A burocracia aparece como um sistema que tem a função de coordenar e prever processos que gerenciem e determinem as funções do Estado, nas suas diversas instituições. A burocracia brasileira foi sendo estabelecida a partir de uma ética peculiar e, o controle à qual se propõe um Estado burocrático organizado, como trabalha Weber, não se fez real. O Brasil ignorou o racionalismo econômico estabelecido por esse Estado burocrático e persistiu nas características do estado patrimonial, que se estabelece a partir de relações familiais e de compadrio. Nesse caso, o Estado teria então a obrigação de manter uma elite que, além de preconceituosa, tinha ojeriza ao trabalho, principalmente o manual, aos seus olhos atividade característica da escravidão. Dessa forma, as estruturas da política brasileira vão ser geradas a partir de uma sucessão de hábitos trazidos dentro do processo colonizador. O patrimonialismo instituído recorre à apropriação de cargos como forma de amarrar a organização política vigente. Estes cargos tinham a função particular de qualificar, prestigiar e premiar a aristocracia devota da realeza. Nesse processo, o que se observa é o crescimento de uma nobreza rasa, sem grandes perspectivas e completamente avessa ás mudanças naturais à um processo evolutivo. Essa estabilização tende a estagnar vários aspectos da sociedade que através de seu

entrelaçamento complexo misturam-se e influenciam-se mutuamente. Não há o interesse em buscar o rompimento com as falhas que se encontram na organização processual do sistema. A tradição promove dia a dia uma dormência na elite governamental que, usufruindo e esbanjando,confundindo esse comportamento com legalidade e moralidade.

Dessa forma a economia, a religião e a sociedade, como um todo, funcionam a partir desse propósito, fazendo vigorar gradativamente a arquitetura de um Estado deficiente, viciado nas facilidades e que tem por conseqüência um sistema incompatível com um capitalismo “sadio” e eficaz que lhe proporcione o seu desenvolvimento econômico e social. As conseqüências desse processo errôneo gerado no berço do colonialismo brasileiro, deu origem a atitudes que contribuíram e contribuem ainda para a continuação do nosso subdesenvolvimento. A história demonstra que o atraso foi instalado e engordou prioritariamente ás vistas permissivas do Estado brasileiro e suas elites.

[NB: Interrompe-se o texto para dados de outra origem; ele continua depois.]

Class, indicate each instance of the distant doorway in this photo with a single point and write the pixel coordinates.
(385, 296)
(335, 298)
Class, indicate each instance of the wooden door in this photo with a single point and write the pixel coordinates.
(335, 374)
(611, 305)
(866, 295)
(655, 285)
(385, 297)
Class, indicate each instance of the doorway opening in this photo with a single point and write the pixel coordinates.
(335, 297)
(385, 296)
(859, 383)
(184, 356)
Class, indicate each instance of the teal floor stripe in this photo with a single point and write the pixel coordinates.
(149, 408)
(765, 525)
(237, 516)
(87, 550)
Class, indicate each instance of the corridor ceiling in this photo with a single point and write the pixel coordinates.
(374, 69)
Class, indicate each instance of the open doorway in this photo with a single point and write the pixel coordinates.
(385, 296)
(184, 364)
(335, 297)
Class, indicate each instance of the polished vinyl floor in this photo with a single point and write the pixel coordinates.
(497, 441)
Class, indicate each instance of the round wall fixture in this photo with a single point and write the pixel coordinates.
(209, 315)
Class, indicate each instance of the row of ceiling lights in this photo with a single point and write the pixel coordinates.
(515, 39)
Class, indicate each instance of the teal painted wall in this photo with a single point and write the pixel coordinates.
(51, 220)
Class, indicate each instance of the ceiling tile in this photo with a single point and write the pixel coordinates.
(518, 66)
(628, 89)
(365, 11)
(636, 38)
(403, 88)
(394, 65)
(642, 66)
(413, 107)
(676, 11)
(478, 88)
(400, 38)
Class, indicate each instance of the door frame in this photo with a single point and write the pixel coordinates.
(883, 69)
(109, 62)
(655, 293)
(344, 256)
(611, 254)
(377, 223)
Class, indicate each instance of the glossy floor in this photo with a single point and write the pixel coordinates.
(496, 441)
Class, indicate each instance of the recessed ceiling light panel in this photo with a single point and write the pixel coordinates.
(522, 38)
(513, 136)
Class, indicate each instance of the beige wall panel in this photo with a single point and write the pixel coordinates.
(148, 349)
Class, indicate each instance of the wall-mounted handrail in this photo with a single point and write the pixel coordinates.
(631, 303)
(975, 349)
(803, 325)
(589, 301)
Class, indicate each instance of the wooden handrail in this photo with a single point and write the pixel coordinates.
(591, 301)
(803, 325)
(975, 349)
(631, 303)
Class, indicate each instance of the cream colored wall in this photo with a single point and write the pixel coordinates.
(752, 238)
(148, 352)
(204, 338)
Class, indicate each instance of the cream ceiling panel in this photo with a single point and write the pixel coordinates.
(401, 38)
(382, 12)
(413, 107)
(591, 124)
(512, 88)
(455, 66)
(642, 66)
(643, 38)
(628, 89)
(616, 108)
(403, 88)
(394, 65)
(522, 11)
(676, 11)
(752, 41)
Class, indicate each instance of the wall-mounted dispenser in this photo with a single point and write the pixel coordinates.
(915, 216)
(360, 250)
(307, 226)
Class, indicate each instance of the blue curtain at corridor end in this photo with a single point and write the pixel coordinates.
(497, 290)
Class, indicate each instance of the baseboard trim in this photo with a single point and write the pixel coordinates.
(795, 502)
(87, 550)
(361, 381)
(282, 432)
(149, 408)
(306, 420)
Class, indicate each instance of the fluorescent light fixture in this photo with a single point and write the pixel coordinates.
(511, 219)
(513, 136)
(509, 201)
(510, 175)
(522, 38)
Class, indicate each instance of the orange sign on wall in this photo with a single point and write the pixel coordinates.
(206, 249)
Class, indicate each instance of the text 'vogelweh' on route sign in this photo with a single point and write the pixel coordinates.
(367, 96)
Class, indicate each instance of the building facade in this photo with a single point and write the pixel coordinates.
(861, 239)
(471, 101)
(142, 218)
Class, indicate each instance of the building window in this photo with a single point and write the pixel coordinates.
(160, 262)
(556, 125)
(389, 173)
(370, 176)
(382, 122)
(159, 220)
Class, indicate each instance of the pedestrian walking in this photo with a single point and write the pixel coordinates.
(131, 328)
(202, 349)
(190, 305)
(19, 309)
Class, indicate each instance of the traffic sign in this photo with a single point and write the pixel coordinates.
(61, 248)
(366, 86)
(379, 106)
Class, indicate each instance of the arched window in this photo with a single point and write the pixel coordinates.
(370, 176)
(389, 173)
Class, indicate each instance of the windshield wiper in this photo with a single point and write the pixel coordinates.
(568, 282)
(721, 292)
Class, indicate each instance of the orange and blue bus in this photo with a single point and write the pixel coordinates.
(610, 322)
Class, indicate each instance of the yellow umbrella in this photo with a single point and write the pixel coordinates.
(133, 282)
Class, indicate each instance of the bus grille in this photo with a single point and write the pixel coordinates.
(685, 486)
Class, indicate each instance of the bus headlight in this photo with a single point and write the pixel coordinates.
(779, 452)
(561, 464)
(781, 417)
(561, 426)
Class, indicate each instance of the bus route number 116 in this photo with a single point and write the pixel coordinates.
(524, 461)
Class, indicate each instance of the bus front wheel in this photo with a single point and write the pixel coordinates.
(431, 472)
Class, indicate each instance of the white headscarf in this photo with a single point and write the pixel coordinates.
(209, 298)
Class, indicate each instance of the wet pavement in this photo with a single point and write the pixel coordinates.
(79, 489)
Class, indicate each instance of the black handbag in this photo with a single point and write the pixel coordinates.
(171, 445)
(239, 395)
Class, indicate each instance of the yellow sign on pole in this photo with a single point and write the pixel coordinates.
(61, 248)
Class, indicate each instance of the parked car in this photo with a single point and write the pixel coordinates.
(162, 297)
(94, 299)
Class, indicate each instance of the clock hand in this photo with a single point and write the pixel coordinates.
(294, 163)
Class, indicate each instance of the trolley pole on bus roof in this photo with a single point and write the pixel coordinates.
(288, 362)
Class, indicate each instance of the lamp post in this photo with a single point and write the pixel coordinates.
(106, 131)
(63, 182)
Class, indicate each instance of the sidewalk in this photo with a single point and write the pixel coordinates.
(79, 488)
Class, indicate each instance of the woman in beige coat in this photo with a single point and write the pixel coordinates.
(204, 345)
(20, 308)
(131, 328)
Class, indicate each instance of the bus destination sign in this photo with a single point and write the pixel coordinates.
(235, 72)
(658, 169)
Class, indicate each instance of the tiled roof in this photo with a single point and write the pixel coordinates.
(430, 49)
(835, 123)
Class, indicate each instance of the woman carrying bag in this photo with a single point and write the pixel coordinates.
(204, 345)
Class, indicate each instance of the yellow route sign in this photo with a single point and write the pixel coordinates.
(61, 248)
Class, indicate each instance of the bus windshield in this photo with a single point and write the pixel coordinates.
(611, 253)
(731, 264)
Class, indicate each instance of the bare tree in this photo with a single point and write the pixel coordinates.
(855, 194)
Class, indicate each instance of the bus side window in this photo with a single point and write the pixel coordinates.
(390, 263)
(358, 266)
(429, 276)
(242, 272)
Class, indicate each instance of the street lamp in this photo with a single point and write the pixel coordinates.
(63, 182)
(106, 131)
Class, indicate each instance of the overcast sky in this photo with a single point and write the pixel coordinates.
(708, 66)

Seria interessante promover a evolução dos instrumentos administrativos, erradicando os privilégios que caracterizam o descompasso das políticas publicas em vigor. Impulsionar um sistema transparente, onde a prestação de contas entraria num processo de evidenciação e geraria elementos imprescindíveis a ampliação gradativa de um desenvolvimento determinante.

REFERÊNCIAS BIBLIOGRÁFICAS:


ARAUJO, Emanuel. O Teatro dos Vicios; transgressão e transigência na sociedade colonial.José Olympio,1993;

BARROS, A.M. Colonização e Caráter Nacional,in Revista CLIO História.No.18 Imprensa Universitária UF`PE.

FAORO,Raimundo.OsDonos do Poder. Globo, 1987.
WEBER, MAX. A Ética Protestante e o Espirito do Capitalismo.Pioneira, 1992;. WEBER, MAX. Economia e Sociedade. Ed.UNB/Imprensa Oficial do E.de São Paulo,
1999.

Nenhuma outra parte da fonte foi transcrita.